Data Tue 7 April 2015 7:00 | Categoria: sociografie


Giovanni Berlinguer è morto la notte scorsa; aveva 90 anni.
Per me è stato un vero maestro; nella politica, all’Università, nella vita.
La sua personalità era non omologabile e non ordinaria; era un uomo semplice, integro, geniale.
In questa occasione dolorosissima per me, voglio ricordarlo con due episodi:
1- Anni settanta: Università di Roma: fui incaricato dalla cellula del Pci di Sociologia di svolgere una relazione sulla Interdisciplinarietà della Scienza; Giovanni partecipò a quella riunione e prese posto tra il pubblico, anche se era già una personalità di alto rilievo nel Pci e nell’Università: tra l’altro era il mio Docente di Sociologia Urbana.
Ascoltò la mia relazione con attenzione, senza distrarsi un attimo; qualche volta annuiva, altre volte assumeva una espressione interrogativa, per me non decifrabile; ad un certo punto, proprio in un passo in cui non mi sentivo tanto sicuro, alzò un dito e mi chiese di spiegare meglio quel passo.
Alla fine della riunione mi chiamò da parte e mi disse che avevo fatto una buona relazione, ma avevo sbagliato ad affrontare un argomento che non mi era del tutto chiaro. Lo ringraziai e tenni bene in mente quella lezione di rigore per sempre.

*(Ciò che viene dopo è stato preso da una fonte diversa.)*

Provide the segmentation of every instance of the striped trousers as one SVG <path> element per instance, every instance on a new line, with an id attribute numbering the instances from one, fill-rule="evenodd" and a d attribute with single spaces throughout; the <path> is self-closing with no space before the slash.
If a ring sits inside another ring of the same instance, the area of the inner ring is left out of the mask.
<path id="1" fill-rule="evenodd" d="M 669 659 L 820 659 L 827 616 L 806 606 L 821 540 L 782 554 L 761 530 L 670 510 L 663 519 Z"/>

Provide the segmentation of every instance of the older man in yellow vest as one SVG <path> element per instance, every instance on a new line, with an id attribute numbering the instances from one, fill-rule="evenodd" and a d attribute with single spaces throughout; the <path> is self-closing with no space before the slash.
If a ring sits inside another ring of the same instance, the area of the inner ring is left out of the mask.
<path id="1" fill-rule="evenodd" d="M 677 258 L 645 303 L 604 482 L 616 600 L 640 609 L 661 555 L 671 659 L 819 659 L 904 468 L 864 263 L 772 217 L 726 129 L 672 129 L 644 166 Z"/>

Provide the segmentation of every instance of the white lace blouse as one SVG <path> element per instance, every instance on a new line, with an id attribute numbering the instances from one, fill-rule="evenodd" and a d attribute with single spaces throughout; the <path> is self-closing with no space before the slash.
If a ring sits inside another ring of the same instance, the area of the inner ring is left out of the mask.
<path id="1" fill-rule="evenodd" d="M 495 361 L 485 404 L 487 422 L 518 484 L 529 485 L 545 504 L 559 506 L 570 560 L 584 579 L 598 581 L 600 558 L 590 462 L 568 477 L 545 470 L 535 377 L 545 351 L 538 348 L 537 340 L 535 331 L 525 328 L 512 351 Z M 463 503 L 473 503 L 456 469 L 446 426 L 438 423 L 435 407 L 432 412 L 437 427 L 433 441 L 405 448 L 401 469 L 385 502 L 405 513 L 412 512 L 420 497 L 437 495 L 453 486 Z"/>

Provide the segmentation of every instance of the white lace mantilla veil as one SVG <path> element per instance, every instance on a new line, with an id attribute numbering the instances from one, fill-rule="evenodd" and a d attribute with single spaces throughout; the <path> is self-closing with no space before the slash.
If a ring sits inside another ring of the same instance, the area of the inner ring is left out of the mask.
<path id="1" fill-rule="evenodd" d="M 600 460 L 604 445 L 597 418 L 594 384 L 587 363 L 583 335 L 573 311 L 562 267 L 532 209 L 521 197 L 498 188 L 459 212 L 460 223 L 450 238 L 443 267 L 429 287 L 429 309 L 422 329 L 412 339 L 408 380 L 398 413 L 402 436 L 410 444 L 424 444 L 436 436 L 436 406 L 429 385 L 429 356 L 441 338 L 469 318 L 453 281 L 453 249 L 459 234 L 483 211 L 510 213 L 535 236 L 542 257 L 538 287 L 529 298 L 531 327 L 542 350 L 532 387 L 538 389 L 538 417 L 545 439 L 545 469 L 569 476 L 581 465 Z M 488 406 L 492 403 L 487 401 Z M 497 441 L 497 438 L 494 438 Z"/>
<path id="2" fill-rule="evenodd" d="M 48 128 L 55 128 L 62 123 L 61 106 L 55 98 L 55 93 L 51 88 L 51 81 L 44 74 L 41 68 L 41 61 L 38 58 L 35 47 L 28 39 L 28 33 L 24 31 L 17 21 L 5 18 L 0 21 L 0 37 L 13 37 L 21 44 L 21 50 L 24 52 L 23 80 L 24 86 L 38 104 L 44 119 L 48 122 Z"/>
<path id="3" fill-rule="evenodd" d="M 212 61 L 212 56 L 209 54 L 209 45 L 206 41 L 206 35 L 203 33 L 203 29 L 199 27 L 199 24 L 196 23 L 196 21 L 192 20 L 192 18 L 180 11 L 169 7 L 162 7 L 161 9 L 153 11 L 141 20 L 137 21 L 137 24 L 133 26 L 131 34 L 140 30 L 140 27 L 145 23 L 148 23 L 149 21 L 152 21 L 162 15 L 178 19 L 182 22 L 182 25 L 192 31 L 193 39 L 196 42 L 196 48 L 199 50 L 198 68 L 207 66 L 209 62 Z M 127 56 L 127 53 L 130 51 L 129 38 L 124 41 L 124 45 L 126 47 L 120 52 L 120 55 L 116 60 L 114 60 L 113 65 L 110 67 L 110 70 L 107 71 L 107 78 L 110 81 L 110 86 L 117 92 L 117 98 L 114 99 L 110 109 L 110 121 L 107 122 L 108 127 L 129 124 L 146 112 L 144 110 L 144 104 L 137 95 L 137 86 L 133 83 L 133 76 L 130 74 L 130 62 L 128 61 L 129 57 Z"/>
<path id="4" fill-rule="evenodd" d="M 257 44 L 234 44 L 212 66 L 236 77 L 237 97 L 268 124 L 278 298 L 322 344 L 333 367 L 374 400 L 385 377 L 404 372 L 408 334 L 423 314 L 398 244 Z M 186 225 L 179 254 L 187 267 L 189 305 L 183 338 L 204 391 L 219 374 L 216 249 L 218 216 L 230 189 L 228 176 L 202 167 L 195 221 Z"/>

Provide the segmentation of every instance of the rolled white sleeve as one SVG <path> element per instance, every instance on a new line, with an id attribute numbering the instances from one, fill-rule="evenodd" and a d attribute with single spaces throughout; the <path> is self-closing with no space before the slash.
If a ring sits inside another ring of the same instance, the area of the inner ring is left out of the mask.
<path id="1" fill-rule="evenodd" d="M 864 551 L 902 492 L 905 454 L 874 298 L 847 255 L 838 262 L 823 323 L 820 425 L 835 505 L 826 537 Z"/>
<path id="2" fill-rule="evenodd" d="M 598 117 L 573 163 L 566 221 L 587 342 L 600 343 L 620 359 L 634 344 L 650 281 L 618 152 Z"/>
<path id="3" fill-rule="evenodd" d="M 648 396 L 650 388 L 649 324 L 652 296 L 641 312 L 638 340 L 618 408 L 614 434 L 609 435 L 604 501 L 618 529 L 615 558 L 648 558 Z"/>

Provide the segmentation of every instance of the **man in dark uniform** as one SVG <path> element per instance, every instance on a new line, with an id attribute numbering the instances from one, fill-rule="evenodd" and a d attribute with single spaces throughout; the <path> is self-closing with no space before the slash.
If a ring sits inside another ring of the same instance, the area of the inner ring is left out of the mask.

2- Anni ottanta: Direzione del Pci del Lazio; Giovanni era segretario regionale e, di fronte ad una svolta storica del Pci propose di indire immediatamente assemblee in tutte le sezioni del Lazio e ascoltare la base, senza esprimere, prima, la linea della Direzione; la gran parte dei membri della Direzione si oppose, tutti dissero che dovevamo sì fare le assemblee, ma che era necessario indicare la linea della Direzione. Lui fu intransigente, mise ostinatamente ai voti la sua proposta che fu respinta a stragrande maggioranza: due soli voti a favore: il suo e il mio.
3- Ora che Giovanni se ne è andato, mi piace ricordarlo con questi due episodi, per me molto importanti per la mia formazione, ma anche come lezione di vita.
Vale a dire che non bisogna mai seguire l’onda, mai essere conformisti, mai rinunciare ad esprimere le proprie idee. Esattamente il contrario di quanto sta accadendo oggi nel cosiddetto Partito Democratico del signor Renzi dove il conformismo, la piaggeria e la sudditanza al capo la fanno da padrone.